Microsoft Purview Information Protection: Complete...

Editorial note: The financial-services scenario and its measurements are illustrative. They are included to explain the deployment approach, not to represent a published customer benchmark.

When DLP Fails Because the Data Was Never Labeled

A financial services team ran a DLP policy in Microsoft Purview blocking email attachments with credit card numbers. A contractor exfiltrated a financial model spreadsheet by email. The spreadsheet contained no credit card numbers: it contained formulas, assumptions, and client names that were worth far more. DLP never fired because the policy was reactive, not proactive. The data was not classified, so DLP had nothing to match against.

Microsoft Purview Information Protection solves a different problem than DLP: it establishes classification at the point of content creation, so that DLP and other downstream controls have a reliable signal to act on. This guide covers a complete tenant setup: label taxonomy design, sensitivity label publishing, auto-labeling policies, and DLP policies that use those labels as conditions.

Designing the Label Taxonomy

The Most Common Mistake: Too Many Labels

Enterprise tenants routinely deploy 15-20 sensitivity labels and then find that users apply them inconsistently or not at all. The research on user behavior with sensitivity labels consistently shows that beyond 5-6 labels, adoption drops sharply.
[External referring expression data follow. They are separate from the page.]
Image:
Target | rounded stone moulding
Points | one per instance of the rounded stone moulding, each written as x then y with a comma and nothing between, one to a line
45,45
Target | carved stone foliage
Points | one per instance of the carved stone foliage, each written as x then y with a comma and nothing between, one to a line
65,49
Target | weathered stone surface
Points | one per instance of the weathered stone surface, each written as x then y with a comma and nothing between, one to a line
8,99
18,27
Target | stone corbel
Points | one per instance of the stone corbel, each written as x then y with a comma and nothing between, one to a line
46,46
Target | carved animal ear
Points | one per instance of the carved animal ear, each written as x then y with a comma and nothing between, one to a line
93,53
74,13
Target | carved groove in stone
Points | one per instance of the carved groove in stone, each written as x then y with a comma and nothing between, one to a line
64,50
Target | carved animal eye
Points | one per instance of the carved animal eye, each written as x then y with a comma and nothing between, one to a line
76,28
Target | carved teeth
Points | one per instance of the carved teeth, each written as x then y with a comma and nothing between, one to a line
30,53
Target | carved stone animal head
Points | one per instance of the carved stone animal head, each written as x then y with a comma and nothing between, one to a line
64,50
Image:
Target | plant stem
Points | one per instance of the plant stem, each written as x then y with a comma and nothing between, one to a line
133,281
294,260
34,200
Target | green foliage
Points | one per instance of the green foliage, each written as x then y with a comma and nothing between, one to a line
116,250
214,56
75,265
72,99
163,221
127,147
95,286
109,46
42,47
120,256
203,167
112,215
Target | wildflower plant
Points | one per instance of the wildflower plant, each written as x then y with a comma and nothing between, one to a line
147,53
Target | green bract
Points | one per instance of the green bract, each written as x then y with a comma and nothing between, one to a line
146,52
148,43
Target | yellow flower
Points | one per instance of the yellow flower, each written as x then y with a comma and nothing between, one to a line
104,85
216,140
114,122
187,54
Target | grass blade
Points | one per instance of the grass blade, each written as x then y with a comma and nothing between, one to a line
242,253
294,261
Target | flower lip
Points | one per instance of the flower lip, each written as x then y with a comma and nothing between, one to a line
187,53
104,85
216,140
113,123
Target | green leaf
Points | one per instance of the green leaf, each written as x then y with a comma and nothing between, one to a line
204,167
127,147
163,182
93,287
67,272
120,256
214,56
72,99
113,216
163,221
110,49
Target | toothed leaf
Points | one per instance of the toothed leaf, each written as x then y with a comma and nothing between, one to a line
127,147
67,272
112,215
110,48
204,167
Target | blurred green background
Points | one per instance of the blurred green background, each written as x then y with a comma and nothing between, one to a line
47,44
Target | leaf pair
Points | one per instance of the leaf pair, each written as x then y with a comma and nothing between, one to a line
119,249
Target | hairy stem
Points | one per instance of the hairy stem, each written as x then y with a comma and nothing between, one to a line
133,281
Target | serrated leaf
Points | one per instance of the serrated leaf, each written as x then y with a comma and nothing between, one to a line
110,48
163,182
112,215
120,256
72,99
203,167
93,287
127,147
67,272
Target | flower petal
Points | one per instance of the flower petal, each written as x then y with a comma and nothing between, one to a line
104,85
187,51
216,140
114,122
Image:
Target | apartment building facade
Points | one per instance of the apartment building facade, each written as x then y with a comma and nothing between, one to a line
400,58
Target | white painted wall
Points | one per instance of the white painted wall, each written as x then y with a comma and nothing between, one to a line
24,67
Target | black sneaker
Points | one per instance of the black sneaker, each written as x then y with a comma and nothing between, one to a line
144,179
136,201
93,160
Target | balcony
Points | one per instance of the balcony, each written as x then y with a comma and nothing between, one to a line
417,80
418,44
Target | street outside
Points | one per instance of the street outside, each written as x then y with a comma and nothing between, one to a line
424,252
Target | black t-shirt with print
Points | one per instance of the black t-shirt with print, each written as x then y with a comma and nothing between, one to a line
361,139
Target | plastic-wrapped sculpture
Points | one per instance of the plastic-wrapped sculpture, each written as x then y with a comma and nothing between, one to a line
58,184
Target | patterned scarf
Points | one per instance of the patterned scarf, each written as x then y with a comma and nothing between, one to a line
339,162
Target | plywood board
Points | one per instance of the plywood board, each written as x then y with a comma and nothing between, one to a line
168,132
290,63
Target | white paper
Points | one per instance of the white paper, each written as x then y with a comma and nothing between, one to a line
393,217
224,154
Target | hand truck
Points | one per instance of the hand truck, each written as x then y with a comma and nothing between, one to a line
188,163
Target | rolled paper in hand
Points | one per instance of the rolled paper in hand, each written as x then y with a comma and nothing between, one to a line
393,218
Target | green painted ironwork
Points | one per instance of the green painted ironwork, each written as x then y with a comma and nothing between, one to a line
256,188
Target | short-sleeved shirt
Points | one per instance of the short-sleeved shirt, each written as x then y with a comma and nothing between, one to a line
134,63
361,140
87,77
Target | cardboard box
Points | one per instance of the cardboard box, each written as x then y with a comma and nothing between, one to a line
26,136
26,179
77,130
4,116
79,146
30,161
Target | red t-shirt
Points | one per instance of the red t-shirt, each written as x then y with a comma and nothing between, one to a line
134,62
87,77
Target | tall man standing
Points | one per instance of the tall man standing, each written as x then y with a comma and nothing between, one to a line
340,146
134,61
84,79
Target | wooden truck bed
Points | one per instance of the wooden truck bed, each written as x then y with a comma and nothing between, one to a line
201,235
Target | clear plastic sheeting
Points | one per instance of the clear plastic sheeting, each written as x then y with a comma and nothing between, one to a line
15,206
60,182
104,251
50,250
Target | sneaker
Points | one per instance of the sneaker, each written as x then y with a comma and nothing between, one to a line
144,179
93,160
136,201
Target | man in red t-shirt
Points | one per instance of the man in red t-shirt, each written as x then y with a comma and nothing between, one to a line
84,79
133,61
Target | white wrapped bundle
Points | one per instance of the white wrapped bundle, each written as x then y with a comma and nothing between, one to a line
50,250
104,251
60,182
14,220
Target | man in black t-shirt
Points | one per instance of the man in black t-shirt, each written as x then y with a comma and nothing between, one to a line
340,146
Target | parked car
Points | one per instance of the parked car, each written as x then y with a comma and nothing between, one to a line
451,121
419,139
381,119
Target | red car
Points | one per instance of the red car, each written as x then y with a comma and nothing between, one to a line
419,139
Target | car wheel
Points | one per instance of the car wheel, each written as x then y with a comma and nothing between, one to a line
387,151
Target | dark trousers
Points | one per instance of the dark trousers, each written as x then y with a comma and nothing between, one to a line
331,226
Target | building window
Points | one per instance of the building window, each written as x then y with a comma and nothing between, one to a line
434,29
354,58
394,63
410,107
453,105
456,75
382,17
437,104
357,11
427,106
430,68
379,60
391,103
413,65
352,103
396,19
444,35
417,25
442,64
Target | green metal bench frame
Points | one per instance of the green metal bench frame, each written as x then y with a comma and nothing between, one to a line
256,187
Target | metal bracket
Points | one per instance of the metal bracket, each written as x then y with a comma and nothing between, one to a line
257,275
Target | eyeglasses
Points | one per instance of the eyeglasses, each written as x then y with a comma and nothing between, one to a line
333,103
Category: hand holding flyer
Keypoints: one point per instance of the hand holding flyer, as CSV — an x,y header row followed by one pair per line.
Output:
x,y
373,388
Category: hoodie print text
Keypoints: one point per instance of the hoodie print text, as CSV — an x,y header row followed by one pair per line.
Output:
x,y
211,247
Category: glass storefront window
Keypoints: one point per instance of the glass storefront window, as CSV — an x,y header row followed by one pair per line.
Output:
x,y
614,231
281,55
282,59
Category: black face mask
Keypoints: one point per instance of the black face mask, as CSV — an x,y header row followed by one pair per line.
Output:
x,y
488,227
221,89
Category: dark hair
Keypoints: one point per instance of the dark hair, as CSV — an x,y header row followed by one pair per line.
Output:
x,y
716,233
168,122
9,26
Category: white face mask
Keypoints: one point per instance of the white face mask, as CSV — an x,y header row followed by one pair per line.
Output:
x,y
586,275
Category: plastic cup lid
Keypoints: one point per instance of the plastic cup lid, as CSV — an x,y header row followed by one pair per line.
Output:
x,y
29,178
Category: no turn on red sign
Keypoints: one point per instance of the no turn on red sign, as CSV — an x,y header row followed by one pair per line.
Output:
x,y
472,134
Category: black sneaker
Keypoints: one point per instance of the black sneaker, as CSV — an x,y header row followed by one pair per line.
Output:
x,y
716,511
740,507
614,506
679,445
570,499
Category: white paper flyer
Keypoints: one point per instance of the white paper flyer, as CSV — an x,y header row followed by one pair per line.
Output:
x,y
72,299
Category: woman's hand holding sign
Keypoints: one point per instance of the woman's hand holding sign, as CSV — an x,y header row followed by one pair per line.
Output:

The taxonomy that works in practice:

Label	Color	Encryption	Use case
Public	Green	None	Marketing content, public docs
General	Blue	None	Internal business communications
Confidential	Yellow	None	Internal-only sensitive content
Confidential / All Employees	Yellow	Encrypt to org	Broad-access sensitive content
Confidential / Specific People	Orange	Encrypt to named group	Restricted project content
Highly Confidential	Red	Encrypt plus DRM restrictions	Trade secrets, M&A, regulated PII

Sublabels under Confidential give you the granularity you need for DLP policy targeting without multiplying top-level labels that users have to reason about. The sublabel separator is a forward slash (/), and Microsoft renders it as a hierarchy in the label picker.

Label Settings That Matter for Security

Several label settings are invisible in the user experience but carry significant security implications:

Encryption with user-defined permissions: users can choose who gets access. This undermines audit trail completeness because the label event logs do not capture the recipients. Use predefined permissions with named groups instead.
Let users assign permissions when applying labels in Outlook: disabling this forces DLP to have consistent conditions. If users can choose Do Not Forward vs. Encrypt-Only, your DLP policies that match on label plus sensitivity may produce inconsistent results.
Content marking (headers, footers, watermarks): at Confidential and above, add visual markings. Watermarks on Highly Confidential documents create a legal record that the user saw the classification before forwarding.
Auto-labeling settings on the label itself: distinct from org-wide auto-labeling policies. Label-level auto-labeling applies when a user manually creates content and the sensitive information type is detected in Office apps. This is client-side detection; it runs on save, not on upload.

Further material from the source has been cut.